Prasatt

The Civil War and fooling yourself

The first principle is that you must not fool yourself and you are the easiest person to fool. — Richard Feynman

I just finished watching Ken Burns’s The Civil War — a documentary series with 9 episode totalling more than 10 hours. I binged it in 2 days on a whim. I had been reading Parting the Waters, Taylor Branch’s Pulitzer Prize-winning biography on Martin Luther King Jr and I was feeling disgusted with the South. Alabama, Mississippi, Georgia, you name it. In the King years (and perhaps even now), racism and white supremacy were deeply rooted in many parts of USA, but especially in the South. Somehow, it felt like I was seeing echoes of the past in the news of the present. So I decided to go back to the past, back to the Civil War to try to understand the South better.

Burns’s series has received many awards and I think it does bring life to the facts and photographs of the Civil War. However, I think there’s a certain veneration that I sense when it came to the Confederate military leadership. It comes out obliquely. Robert Lee, Nathan Bedford Forrest, and Stonewall Jackson are portrayed as military geniuses who earned the respect of their Union foes. Writer Shelby Foote (who Burns features a lot in the series) seemed especially enamoured with Forrest, even as I later found out that Forrest later became the original Grand Dragon of the KKK. To me, fighting to preserve slavery was the cornerstone of the Confederacy. That renders the entire Confederate cause an evil one and anyone who fought for the Confederacy were stained by it. Military prowess, no matter how great, does nothing to dispel this stain.

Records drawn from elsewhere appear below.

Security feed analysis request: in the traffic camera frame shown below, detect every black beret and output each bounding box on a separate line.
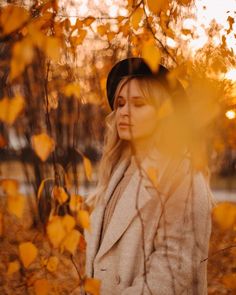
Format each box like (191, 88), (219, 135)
(106, 57), (169, 110)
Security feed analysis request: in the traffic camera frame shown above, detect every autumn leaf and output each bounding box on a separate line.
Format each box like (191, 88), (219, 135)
(213, 202), (236, 230)
(142, 42), (161, 73)
(77, 210), (90, 230)
(130, 7), (144, 30)
(46, 256), (59, 272)
(31, 133), (55, 161)
(47, 216), (66, 248)
(34, 279), (51, 295)
(0, 5), (29, 35)
(69, 194), (82, 211)
(62, 83), (80, 98)
(7, 193), (26, 218)
(221, 273), (236, 294)
(0, 95), (25, 125)
(0, 179), (19, 195)
(84, 278), (101, 295)
(44, 37), (61, 62)
(83, 157), (92, 180)
(52, 186), (69, 204)
(7, 260), (20, 275)
(146, 0), (169, 15)
(62, 214), (75, 233)
(10, 38), (34, 80)
(62, 229), (81, 255)
(19, 242), (38, 268)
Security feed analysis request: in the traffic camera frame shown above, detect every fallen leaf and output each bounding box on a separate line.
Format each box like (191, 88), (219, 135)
(31, 133), (55, 161)
(19, 242), (38, 268)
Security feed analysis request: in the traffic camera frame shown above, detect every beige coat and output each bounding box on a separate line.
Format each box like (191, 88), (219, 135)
(85, 152), (212, 295)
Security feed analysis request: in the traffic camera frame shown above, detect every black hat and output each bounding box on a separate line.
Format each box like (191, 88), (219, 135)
(106, 57), (169, 110)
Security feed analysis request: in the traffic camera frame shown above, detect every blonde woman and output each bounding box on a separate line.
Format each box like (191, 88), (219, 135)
(85, 58), (212, 295)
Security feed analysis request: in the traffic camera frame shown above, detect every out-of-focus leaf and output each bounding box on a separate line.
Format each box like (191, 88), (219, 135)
(69, 194), (82, 211)
(83, 157), (92, 180)
(7, 193), (25, 218)
(146, 0), (169, 14)
(63, 83), (80, 97)
(52, 186), (68, 204)
(62, 214), (75, 233)
(62, 229), (81, 255)
(19, 242), (38, 268)
(221, 273), (236, 294)
(142, 42), (161, 73)
(34, 279), (51, 295)
(10, 38), (34, 80)
(130, 7), (144, 30)
(0, 95), (25, 125)
(31, 133), (55, 161)
(47, 256), (59, 272)
(7, 260), (20, 275)
(213, 202), (236, 230)
(77, 210), (90, 230)
(0, 4), (29, 35)
(0, 179), (19, 195)
(47, 216), (66, 248)
(84, 278), (101, 295)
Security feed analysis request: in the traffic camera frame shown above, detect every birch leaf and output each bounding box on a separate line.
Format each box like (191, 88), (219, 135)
(19, 242), (38, 268)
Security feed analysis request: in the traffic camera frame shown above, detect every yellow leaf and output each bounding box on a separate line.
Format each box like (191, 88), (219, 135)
(10, 38), (34, 80)
(213, 202), (236, 230)
(0, 179), (19, 195)
(62, 229), (81, 255)
(34, 279), (51, 295)
(47, 256), (59, 272)
(147, 167), (158, 186)
(83, 157), (92, 180)
(0, 212), (3, 237)
(47, 216), (66, 248)
(44, 37), (60, 62)
(142, 42), (161, 73)
(221, 273), (236, 294)
(83, 16), (95, 26)
(37, 178), (54, 200)
(63, 83), (80, 97)
(84, 278), (101, 295)
(0, 95), (25, 125)
(146, 0), (169, 14)
(97, 25), (107, 36)
(0, 5), (29, 35)
(52, 186), (68, 204)
(69, 195), (82, 211)
(62, 214), (75, 233)
(7, 260), (20, 275)
(130, 6), (144, 30)
(7, 193), (25, 218)
(31, 133), (55, 161)
(77, 210), (90, 230)
(19, 242), (38, 268)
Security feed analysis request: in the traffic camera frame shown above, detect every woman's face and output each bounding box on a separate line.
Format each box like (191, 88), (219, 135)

But I realise how easy it is for people to not only fool themselves but also others too. Lost Causers - who dispute to varying degrees the causes of the Civil War - spin a fiction of Southern honour, chivalry, and of the good ‘ole day, to cover up the inconvenient facts. Because why face reality when you can live in denial? There is a whole cottage industry that sustains this fiction, especially in, but not limited to the South. And a part of me thinks that in many ways, the fault lines of the Civil War still remain with the US as it is today. I find this to be sad, because so many men gave their lives to unite a country, which today feels more divided than ever.